AI-generated bug reports are creating large volumes of low-quality duplicates that overwhelm human reviewers and slow security triage. Tech professionals must adapt tooling and contribution practices to avoid wasted effort and missed vulnerabilities.
Dossier last updated: 2026-05-18 15:21:07
Linux creator Linus Torvalds warned that AI-generated bug reports are becoming "unmanageable" for kernel maintainers, saying automated tools flood mailing lists with low-quality, irrelevant, or incorrect patches and reports. Torvalds and other maintainers are frustrated because the volume and noise from machine-produced submissions waste reviewer time, obscure real issues, and complicate triage. The problem matters because Linux kernel development relies on focused, high-quality human contributions; unchecked AI output risks slowing development, increasing maintenance burden, and degrading trust in automated assistance. The discussion highlights a need for better tooling, stricter submission policies, or filtering mechanisms to keep AI help productive rather than harmful for open-source projects.
Linux 之父 Linus 发飙:别用 AI 提交大量重复 Bug 报告,直接提修复方案,OK?
Simon Sharwood / The Register : In his weekly Linux kernel post, Linus Torvalds says “AI tools are great” but the flood of duplicate AI bug reports has made the security list “unmanageable” — Multiple researchers using the same tools to find the same bugs are creating ‘unnecessary pain and pointless work’
Linus Torvalds warned that AI-powered automated bug reports have flooded the Linux kernel security mailing list, making it “almost entirely unmanageable.” Torvalds and other kernel maintainers say a recent surge in low-quality, machine-generated vulnerability reports and triage noise from automated tools is overwhelming human reviewers and slowing effective security work. The problem matters because the Linux kernel depends on curated, accurate reporting to prioritize fixes; noise risks missed real vulnerabilities, wasted maintainer time, and delayed patches across servers, clouds and devices. The discussion highlights tensions between automation, report quality, and the need for better tooling or submission standards to filter AI-generated output.

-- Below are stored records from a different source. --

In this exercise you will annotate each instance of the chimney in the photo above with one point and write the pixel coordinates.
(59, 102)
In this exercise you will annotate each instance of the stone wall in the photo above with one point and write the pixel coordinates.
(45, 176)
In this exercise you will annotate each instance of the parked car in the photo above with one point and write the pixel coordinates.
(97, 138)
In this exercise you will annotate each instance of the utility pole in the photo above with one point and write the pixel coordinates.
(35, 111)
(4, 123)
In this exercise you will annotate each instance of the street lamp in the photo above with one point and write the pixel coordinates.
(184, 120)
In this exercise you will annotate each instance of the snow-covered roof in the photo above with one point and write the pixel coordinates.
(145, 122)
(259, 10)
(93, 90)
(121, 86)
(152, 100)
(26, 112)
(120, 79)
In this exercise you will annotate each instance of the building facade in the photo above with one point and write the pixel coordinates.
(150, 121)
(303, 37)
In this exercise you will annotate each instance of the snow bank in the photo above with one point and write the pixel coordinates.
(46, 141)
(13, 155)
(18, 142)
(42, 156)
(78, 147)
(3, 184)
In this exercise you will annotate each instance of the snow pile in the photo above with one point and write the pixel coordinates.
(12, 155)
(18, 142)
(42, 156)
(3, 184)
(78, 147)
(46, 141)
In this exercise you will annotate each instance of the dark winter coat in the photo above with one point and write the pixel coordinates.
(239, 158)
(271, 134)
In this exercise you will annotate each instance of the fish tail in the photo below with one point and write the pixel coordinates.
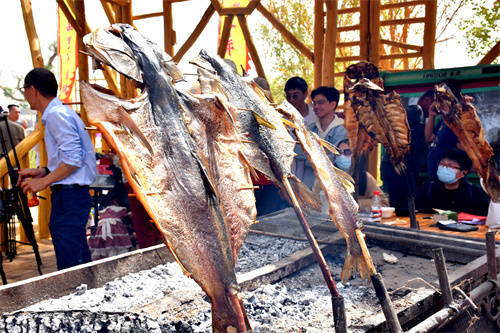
(306, 198)
(234, 319)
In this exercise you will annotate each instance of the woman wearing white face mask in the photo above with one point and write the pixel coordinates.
(452, 191)
(367, 183)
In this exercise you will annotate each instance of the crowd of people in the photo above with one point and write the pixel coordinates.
(437, 167)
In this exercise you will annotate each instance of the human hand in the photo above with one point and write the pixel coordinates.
(30, 172)
(34, 185)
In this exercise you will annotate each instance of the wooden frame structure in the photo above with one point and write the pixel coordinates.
(326, 43)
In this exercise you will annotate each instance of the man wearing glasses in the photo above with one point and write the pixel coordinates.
(71, 168)
(328, 125)
(452, 191)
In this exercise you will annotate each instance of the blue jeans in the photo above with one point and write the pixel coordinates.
(68, 221)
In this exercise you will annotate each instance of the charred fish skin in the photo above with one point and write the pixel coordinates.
(263, 125)
(188, 214)
(213, 129)
(342, 207)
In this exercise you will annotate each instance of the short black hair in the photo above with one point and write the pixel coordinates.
(331, 93)
(428, 94)
(296, 82)
(460, 157)
(43, 80)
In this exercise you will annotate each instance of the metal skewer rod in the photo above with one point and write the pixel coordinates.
(338, 306)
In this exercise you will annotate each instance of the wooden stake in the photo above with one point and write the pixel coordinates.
(328, 68)
(251, 46)
(226, 31)
(319, 25)
(294, 41)
(430, 33)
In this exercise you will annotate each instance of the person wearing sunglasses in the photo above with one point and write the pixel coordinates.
(451, 191)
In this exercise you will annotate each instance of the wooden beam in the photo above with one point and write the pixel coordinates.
(328, 78)
(149, 15)
(226, 30)
(491, 55)
(251, 46)
(168, 28)
(294, 41)
(407, 3)
(402, 45)
(403, 21)
(374, 49)
(234, 11)
(109, 11)
(349, 28)
(83, 65)
(70, 16)
(319, 26)
(34, 42)
(429, 34)
(195, 34)
(119, 2)
(364, 30)
(216, 4)
(401, 55)
(342, 11)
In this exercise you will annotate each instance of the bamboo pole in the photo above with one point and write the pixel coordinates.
(37, 59)
(168, 28)
(328, 69)
(109, 11)
(251, 46)
(364, 30)
(429, 33)
(195, 34)
(319, 24)
(374, 50)
(289, 37)
(83, 64)
(491, 55)
(226, 30)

Linus Torvalds, releasing Linux 7.1-rc4, warned that AI-driven duplicate bug reports are creating extra work for kernel maintainers and urged contributors to submit fixes, not just problem reports. He clarified he’s not against developers using AI tools, but noted many people run the same tools and file identical reports, flooding security lists and forcing maintainers to redirect or cite prior fixes. Torvalds emphasized that reporters should demonstrate understanding and propose actual patches or remediation rather than casual submissions. The remarks follow broader kernel discussions about AI’s role in development, rising AI-generated patches, and rules around using tools like GitHub Copilot.